3.6. Calibration, Reliability, and Robustness Analysis

Probability calibration was used to test predictive reliability of fluoride exceedance risk. Figure 14 indicates that there is a close correspondence between the observed exceedance frequency and predicted probabilities, which is an indicator of well-calibrated model behavior.

The logistic regression baseline was also moderately calibrated (Brier score = 0.0709), with an insignificant underestimation of intermediate probability ranges. On the other hand, superior models possessed better reliability, with calibration curves demonstrated strong correlations within high-risk scales that are essential in decision support. These results reveal that the classification model provides credible probabilistic predictions and prioritizes risks by groundwater. Figure 15 represents the model robustness in controlled noise-injection experiments. Prediction error (RMSE) was consistent with successive perturbation trials with no systematic performance decline. This consistency shows the strength of the model when there is moderate measurement error and hydrochemical variability in groundwater data. Lack of responsiveness to noise shows that model forecasts are primarily preferred by consistent hydrogeochemical signals as opposed to random patterns.

Integrating robustness, interpretability, and calibration analysis reveals a definite and steady hydrogeochemical control of fluoride mobilization. The main consideration of influencing factors of fluoride release are low calcium, high sodium and high salinity (EC and TDS). These trends are in accordance with the well-known geochemical reactions, including mineral dissolution, ion exchange, and alkalinity buffering. The fact that SHAP values, permutation importance and robustness test are very similar signals to statistical validity and environmental relevance of the model.

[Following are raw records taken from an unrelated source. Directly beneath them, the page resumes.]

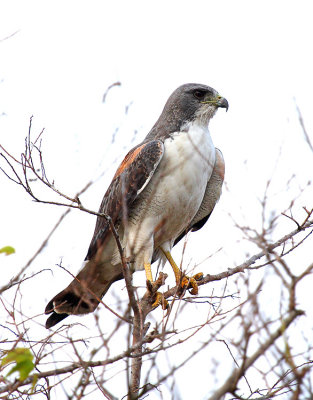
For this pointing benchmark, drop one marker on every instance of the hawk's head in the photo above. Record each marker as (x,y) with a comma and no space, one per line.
(193,100)
(188,103)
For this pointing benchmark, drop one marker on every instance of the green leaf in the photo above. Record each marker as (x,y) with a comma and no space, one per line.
(23,360)
(7,250)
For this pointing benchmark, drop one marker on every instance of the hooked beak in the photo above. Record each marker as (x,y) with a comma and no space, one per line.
(222,103)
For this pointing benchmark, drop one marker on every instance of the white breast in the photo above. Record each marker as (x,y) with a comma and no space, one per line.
(181,180)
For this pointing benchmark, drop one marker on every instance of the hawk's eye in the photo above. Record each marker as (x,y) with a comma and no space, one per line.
(199,94)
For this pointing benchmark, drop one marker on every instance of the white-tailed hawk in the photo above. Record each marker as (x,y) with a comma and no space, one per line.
(166,186)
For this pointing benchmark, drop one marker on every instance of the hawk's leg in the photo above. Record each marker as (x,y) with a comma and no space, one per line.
(183,281)
(152,288)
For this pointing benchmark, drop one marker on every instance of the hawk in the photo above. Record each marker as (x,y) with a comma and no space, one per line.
(165,187)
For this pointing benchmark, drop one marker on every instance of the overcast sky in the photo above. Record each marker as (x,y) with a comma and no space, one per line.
(57,59)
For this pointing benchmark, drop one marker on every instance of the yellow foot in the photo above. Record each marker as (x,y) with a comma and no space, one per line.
(191,283)
(160,300)
(158,297)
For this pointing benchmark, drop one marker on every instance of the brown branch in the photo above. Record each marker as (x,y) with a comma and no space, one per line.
(230,384)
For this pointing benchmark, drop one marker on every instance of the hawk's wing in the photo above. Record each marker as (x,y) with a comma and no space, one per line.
(211,196)
(130,179)
(82,295)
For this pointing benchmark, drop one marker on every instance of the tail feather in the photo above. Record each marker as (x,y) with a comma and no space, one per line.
(83,294)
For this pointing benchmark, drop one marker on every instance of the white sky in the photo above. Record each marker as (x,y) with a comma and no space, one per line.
(64,54)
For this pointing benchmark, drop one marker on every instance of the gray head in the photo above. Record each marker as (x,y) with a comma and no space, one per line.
(187,103)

Comprehensively, the framework can provide reliable and interpretable predictions fluoride contamination risks in groundwater systems. Since groundwater is widely used for domestic drinking purposes in the study area, wells exceeding 1.5 mg/L fluoride should be prioritized for monitoring, public awareness, and suitable treatment or alternative water-supply options.

4. Discussion

This study shows that fluoride contamination in the Rechna Doab alluvial aquifer is mainly associated with hydrogeochemical evolution rather than a single-solute anomaly. Fluoride concentrations ranged from 0.00 to 3.39 mg/L, with a mean of 0.88 mg/L, and 70 samples (20%) exceeded the WHO drinking-water guideline of 1.5 mg/L. The positively skewed distribution indicates localized geogenic enrichment rather than uniform aquifer-wide contamination. Similar spatially heterogeneous fluoride patterns have been reported in Punjab aquifers, where fluoride enrichment is commonly linked to water–rock interaction, aquifer heterogeneity, and chemically evolved groundwater [11,39,40]. Since groundwater is widely used for domestic drinking purposes in the study area, wells exceeding 1.5 mg/L fluoride should be prioritized for monitoring, public awareness, and suitable treatment or alternative water-supply options. The strong difference between linear and nonlinear models confirms that fluoride behavior is controlled by interacting hydrogeochemical processes. The linear baseline explained less than half of the fluoride variability, whereas Random Forest and XGBoost achieved substantially higher accuracy. On the independent test set, XGBoost showed strong predictive performance with R² = 0.877, RMSE = 0.189 mg/L, and MAE = 0.084 mg/L. This indicates that the predictor set captured a clear hydrochemical signal of fluoride mobilization. Such behavior is hydrogeochemically reasonable because fluoride enrichment in alluvial aquifers is often controlled by progressive mineral dissolution, ion exchange, alkalinity buffering, salinity evolution, and groundwater residence time.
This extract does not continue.